ADAC Zürich 24h Nürburgring: Liveticker & Livestream

Sonntag, 16:57 Uhr: Zum Vormerken: das 43. ADAC Zürich 24h-Rennen wird am 16.-17. Mai 2015 stattfinden, das Qualifikationsrennen am 11.-12. April 2015. Falls wer schon seinen Kalender für 2015 herumliegen hat. Wir ziehen uns nun auch wieder zurück und danken für’s Lesen und Folgen!
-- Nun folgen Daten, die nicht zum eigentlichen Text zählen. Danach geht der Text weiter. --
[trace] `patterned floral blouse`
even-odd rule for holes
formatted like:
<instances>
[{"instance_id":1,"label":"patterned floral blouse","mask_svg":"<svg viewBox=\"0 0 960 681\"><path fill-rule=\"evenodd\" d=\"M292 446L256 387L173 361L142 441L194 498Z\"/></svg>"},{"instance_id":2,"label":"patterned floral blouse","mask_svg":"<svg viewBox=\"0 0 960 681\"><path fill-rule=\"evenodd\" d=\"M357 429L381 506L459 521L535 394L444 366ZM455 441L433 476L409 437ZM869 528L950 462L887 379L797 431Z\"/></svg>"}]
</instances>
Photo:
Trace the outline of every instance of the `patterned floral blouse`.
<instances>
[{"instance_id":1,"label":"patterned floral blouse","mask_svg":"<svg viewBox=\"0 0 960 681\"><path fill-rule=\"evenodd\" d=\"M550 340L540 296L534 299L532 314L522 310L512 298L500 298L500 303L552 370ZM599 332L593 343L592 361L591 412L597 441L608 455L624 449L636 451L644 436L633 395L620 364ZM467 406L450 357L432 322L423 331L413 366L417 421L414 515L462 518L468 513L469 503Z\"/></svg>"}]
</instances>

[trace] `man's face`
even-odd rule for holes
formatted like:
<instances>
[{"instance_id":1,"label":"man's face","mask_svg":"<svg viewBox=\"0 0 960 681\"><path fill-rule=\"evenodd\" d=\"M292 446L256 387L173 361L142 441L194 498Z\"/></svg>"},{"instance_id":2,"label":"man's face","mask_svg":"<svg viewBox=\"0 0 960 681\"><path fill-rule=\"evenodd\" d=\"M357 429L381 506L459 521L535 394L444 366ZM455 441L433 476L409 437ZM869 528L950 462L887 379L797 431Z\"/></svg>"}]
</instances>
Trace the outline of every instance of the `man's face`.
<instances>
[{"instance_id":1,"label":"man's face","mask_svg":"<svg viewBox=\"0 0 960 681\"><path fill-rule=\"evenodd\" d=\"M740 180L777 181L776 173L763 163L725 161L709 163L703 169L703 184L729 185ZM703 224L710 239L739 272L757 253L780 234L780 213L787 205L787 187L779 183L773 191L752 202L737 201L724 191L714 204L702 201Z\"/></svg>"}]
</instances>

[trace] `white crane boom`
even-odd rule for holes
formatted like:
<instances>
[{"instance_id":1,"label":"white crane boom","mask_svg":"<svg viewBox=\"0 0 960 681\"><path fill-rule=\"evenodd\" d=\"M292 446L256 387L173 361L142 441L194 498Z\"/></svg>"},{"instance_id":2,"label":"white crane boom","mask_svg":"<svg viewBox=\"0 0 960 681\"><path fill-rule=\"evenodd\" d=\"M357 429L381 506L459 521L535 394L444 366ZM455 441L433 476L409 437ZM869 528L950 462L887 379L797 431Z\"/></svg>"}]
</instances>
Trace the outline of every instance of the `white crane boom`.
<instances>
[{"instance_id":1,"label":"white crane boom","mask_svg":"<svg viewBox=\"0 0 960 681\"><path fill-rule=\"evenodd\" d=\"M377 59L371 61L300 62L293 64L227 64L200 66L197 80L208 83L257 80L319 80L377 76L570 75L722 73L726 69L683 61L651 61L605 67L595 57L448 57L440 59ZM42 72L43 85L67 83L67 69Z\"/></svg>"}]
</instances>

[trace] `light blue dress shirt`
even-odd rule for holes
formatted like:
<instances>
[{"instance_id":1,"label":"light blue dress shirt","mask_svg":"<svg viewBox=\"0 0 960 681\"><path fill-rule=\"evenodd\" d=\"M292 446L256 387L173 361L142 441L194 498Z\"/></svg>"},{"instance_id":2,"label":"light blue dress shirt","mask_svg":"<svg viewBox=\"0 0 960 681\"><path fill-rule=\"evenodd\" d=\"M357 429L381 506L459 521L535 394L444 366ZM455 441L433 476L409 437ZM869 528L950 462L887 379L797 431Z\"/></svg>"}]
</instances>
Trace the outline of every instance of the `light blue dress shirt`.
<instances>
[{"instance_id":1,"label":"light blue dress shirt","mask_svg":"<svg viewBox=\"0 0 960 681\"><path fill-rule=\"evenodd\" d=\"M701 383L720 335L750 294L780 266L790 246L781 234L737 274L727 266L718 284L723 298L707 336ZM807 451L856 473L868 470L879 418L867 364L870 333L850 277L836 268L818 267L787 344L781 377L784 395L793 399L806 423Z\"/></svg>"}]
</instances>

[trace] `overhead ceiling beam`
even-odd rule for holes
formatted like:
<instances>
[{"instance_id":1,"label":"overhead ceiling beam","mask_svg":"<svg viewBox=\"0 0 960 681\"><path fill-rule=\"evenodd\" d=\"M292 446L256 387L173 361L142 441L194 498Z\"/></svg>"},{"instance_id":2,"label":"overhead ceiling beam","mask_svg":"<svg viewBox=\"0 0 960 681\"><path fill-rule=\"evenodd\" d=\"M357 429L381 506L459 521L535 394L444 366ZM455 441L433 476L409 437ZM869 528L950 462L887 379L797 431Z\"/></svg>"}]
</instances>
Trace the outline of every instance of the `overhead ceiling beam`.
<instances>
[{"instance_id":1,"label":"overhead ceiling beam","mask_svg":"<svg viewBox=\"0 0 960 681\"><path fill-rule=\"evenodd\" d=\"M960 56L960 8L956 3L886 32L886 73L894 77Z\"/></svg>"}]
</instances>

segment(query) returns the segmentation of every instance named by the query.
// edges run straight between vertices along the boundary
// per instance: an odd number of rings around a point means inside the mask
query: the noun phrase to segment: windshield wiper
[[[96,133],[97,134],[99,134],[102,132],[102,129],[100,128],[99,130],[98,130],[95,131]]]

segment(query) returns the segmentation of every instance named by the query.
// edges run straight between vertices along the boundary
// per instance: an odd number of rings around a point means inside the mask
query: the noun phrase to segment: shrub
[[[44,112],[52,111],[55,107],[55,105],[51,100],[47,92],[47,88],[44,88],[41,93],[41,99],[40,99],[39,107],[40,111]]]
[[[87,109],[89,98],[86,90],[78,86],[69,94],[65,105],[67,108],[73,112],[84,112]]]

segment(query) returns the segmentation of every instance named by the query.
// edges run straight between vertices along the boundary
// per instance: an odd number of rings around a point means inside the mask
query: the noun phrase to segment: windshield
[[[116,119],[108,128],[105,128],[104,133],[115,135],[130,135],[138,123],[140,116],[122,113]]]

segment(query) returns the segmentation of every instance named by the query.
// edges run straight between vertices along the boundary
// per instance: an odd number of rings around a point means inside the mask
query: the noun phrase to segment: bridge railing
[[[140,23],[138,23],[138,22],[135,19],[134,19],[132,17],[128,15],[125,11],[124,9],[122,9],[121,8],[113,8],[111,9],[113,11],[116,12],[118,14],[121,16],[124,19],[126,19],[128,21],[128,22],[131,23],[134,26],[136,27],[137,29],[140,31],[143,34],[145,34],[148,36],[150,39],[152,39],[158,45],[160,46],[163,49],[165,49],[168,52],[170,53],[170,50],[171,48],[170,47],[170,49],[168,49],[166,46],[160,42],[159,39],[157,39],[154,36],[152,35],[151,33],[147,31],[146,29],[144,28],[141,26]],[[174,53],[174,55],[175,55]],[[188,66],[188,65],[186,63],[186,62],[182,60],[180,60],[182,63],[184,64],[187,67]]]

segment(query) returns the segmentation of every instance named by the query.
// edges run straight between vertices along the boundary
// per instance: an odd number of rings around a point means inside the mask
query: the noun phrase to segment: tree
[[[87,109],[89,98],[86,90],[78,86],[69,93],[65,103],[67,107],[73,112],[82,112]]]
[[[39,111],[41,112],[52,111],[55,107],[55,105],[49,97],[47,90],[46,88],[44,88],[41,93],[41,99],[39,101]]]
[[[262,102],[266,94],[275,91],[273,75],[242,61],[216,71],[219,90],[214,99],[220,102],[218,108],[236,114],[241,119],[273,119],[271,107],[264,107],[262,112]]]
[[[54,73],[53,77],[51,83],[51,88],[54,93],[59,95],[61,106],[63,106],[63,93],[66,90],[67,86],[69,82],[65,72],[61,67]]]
Sonntag, 16:49 Uhr: Die Sieger-Truppe von Phoenix Racing in der Pressekonferenz: „Von der ersten bis zur letzten Runde volle Attacke gefahren“
Phoenix Racing in der Pressekonferenz - 24h Rennen Nürburgring

Sonntag, 16:11 Uhr: Der Gesamtsieger des 42. ADAC Zürich 24h Rennen am Nürburgring: der Phoenix Racing Audi R8 LMS ultra:
Sieger 24h Rennen Nürburgring: Phoenix Racing Audi R8 LMS ultra #4

Sonntag, 16:09 Uhr: Jetzt kommt auch der Zweitplatzierte, der Black Falcon SLS AMG GT3, ins Ziel. Glückwunsch auch hier an das Team Jeroen Bleekemolen, Andreas Simonsen, Christian Menzel und Lance David Arnold!

Sonntag, 16:06 Uhr: Da ist der Gesamtsieger der 24h Stunden: Der Phoenix Audi R8 LMS ultra mit der Nummer 4 überfährt die Ziellinie. Gratulation an die Mannschaft Christopher Haase, Christian Mamerow, René Rast und Markus Winkelhock!

Sonntag, 16:04 Uhr: Jetzt haben wir’s Schwarz auf Weiß: der Aston Martin mit der Nummer 7 überfährt auf Platz 5 liegend die Ziellinie.

Sonntag, 16:03 Uhr: Nachdem der Schubert-BMW jetzt wieder zum Aston aufgeschlossen hat, fiel eben die Entscheidung: ein Clio hätte Pflanzgarten 2 fast noch einen Unfall verursacht, für Hürtgen ist damit kein rankommen mehr.

Sonntag, 16:02 Uhr: Der Baumgartner Audi #502 ist eben durch’s Ziel – Position 9. Und eine kleine Sensation: der Falken Porsche auf Platz 4!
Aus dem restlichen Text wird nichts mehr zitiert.